The smell of fresh stone-ground whole-grain flour is unmistakable. Like bread but raw. It’s a scent that carries the promise of pizza, pasta, cakes, dumplings, tortillas. It’s immediately recognizable, despite the fact that you’ve likely never smelled it before, unless you’ve visited a place like Barton Springs Mill.

The Hill Country’s first new mill in more than a century, Barton Springs opened in 2017 in a five-thousand-square-foot building on Frog Pond Lane, in Dripping Springs. The warehouse sits in a small industrial park with identical buildings, but only one contains hulking machines that include a 1930s Clipper seed cleaner, an imported Austrian Osttiroler mill bearing two 1,500-pound millstones, and a hammer mill that breaks down grains for brewing and distilling.
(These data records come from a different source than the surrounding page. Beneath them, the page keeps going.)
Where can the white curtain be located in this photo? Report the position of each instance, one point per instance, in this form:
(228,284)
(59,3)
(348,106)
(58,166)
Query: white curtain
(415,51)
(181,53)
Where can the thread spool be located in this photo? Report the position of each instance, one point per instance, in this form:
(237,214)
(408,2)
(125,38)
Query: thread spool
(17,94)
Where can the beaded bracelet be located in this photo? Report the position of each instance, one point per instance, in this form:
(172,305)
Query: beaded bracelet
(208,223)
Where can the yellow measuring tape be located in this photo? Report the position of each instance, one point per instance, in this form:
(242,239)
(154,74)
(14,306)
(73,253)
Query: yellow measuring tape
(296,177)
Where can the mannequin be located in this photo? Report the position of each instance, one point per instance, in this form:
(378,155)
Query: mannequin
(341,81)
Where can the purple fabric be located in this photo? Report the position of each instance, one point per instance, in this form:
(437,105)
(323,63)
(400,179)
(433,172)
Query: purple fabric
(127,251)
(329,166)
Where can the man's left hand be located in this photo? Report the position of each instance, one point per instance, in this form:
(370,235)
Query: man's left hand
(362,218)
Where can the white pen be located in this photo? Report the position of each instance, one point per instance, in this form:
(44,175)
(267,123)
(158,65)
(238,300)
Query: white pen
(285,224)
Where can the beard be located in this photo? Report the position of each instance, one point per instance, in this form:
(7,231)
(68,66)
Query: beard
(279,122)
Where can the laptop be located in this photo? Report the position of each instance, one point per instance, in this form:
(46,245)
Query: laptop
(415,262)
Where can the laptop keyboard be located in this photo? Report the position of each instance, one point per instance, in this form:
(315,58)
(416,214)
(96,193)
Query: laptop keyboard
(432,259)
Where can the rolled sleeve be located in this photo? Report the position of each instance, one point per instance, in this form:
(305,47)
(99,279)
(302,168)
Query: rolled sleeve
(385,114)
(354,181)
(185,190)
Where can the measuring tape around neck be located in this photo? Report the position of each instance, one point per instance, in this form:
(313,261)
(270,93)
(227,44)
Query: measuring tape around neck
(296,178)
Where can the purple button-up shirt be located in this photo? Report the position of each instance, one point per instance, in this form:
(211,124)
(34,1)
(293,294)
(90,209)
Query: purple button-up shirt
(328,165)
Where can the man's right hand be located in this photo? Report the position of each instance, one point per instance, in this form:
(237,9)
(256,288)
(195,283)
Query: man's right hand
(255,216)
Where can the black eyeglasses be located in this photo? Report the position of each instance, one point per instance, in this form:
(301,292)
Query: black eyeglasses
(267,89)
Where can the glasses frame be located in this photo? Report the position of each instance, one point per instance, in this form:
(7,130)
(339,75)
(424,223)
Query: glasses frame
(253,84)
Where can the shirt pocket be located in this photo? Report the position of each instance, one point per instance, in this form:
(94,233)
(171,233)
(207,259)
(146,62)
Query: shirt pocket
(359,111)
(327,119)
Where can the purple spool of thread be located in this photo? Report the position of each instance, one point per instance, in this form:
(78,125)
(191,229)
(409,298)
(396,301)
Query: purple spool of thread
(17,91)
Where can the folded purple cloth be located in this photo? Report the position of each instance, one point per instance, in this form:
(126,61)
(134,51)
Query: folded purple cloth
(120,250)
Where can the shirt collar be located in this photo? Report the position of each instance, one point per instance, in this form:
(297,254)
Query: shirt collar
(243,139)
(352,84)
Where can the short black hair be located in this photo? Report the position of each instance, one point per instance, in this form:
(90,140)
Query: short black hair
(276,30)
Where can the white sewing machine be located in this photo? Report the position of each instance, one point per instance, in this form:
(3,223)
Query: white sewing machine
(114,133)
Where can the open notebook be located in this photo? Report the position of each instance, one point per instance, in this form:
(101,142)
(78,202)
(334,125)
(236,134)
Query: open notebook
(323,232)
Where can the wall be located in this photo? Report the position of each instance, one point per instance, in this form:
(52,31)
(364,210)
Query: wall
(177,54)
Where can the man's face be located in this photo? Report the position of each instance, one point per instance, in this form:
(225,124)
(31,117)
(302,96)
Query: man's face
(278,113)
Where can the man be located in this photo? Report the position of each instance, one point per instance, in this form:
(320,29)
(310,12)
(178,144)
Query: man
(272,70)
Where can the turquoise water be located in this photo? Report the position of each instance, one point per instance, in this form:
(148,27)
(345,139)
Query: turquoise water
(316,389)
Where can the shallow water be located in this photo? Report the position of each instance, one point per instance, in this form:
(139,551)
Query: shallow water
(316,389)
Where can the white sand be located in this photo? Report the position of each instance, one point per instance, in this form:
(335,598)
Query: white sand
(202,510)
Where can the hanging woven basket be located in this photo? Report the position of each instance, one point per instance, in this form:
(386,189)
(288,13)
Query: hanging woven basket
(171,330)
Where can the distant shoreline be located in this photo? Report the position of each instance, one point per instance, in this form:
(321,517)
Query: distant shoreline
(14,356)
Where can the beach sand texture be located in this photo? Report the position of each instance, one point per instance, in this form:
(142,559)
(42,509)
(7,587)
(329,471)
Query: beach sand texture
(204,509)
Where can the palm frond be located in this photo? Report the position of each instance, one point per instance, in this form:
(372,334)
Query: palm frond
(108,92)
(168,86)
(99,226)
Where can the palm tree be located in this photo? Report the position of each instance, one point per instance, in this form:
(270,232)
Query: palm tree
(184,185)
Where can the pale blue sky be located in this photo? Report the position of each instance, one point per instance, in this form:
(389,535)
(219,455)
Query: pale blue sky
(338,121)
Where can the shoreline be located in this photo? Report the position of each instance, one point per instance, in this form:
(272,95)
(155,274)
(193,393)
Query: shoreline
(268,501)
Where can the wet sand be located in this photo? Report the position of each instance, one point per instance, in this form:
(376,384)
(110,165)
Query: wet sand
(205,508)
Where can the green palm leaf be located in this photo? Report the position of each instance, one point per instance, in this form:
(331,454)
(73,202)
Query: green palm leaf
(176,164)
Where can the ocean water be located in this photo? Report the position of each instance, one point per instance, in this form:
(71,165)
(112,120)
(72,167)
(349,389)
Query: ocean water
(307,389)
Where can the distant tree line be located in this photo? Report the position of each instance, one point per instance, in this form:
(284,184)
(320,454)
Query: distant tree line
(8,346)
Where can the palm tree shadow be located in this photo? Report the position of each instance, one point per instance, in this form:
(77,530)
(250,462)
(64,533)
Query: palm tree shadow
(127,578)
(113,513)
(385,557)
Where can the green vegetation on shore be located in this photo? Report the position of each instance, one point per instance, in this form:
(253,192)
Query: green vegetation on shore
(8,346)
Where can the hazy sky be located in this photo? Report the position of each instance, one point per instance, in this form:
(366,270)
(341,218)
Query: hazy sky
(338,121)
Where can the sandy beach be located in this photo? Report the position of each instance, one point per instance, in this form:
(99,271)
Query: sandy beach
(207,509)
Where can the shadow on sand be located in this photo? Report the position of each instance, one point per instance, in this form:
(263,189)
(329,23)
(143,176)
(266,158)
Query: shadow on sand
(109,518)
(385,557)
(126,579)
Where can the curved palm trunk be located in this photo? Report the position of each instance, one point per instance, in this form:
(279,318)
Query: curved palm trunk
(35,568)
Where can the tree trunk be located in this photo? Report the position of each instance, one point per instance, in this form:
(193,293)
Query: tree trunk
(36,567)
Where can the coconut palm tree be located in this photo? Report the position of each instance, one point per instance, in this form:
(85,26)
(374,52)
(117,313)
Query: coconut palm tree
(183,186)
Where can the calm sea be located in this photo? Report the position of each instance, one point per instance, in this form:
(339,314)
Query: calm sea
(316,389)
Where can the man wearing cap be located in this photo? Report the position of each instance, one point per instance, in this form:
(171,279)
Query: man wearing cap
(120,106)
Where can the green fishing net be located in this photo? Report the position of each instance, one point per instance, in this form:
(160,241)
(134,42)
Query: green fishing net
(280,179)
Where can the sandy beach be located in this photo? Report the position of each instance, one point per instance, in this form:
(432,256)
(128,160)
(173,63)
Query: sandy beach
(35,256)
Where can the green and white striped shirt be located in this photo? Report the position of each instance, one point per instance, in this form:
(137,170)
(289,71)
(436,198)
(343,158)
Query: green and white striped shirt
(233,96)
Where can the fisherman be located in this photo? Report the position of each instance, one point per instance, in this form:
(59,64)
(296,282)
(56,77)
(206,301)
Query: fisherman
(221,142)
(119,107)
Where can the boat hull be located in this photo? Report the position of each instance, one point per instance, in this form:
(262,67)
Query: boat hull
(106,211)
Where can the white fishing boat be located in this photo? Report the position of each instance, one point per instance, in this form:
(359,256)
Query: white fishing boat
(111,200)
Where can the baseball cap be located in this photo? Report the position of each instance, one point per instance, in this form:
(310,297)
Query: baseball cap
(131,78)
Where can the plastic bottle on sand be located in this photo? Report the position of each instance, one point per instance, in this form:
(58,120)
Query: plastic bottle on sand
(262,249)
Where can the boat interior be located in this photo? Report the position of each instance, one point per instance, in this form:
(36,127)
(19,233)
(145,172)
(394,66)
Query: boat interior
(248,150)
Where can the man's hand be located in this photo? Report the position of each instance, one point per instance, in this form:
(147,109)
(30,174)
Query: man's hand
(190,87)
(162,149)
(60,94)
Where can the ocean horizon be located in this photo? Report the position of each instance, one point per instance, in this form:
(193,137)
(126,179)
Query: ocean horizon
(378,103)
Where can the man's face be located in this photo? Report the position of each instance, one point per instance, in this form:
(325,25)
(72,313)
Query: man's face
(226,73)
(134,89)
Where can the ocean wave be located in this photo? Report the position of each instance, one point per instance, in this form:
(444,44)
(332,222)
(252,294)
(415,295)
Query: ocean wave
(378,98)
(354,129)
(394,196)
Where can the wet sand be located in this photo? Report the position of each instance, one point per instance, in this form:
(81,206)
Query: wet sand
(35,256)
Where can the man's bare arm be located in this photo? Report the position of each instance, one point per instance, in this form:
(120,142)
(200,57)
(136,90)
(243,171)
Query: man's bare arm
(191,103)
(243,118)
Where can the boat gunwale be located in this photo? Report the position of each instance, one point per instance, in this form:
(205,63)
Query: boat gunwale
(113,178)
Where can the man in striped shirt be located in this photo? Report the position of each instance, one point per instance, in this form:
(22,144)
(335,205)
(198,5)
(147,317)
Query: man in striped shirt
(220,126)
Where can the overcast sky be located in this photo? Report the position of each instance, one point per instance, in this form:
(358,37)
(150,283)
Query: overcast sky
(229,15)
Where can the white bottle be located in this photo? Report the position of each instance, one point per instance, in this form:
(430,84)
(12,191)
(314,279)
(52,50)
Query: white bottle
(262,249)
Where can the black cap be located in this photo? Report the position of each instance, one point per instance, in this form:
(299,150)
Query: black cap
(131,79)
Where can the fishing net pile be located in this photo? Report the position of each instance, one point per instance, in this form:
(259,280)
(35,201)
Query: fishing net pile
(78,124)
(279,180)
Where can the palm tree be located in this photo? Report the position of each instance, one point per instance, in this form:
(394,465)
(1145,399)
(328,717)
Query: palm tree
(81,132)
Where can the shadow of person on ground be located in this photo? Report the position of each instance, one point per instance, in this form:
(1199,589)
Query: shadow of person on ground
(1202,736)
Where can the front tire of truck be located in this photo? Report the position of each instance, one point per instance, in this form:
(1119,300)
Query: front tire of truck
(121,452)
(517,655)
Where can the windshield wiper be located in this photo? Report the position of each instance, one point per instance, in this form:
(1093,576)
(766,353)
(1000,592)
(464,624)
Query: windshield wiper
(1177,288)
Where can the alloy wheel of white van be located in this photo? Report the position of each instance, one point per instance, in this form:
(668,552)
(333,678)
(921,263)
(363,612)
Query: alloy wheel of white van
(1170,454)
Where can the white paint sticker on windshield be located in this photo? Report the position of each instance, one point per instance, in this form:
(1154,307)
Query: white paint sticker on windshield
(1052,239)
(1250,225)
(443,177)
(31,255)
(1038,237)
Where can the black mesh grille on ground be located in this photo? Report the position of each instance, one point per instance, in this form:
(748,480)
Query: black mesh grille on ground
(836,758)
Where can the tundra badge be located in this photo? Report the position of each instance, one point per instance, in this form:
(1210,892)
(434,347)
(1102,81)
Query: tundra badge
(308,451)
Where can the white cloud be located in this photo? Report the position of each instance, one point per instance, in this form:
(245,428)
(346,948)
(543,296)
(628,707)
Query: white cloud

Surrounding the equipment are dozens of one-ton vacuum-sealed bags full of heirloom grains as well as chest freezers packed with seeds to grow long-forgotten varieties of corn and wheat. There’s a makeshift area for baking classes, and a tiny retail space offers brown paper sacks of whole grains for sale. In the middle of it all, sporting a big, bushy beard and brown Carhartt overalls like an organic farming Santa Claus, is owner and miller James Brown.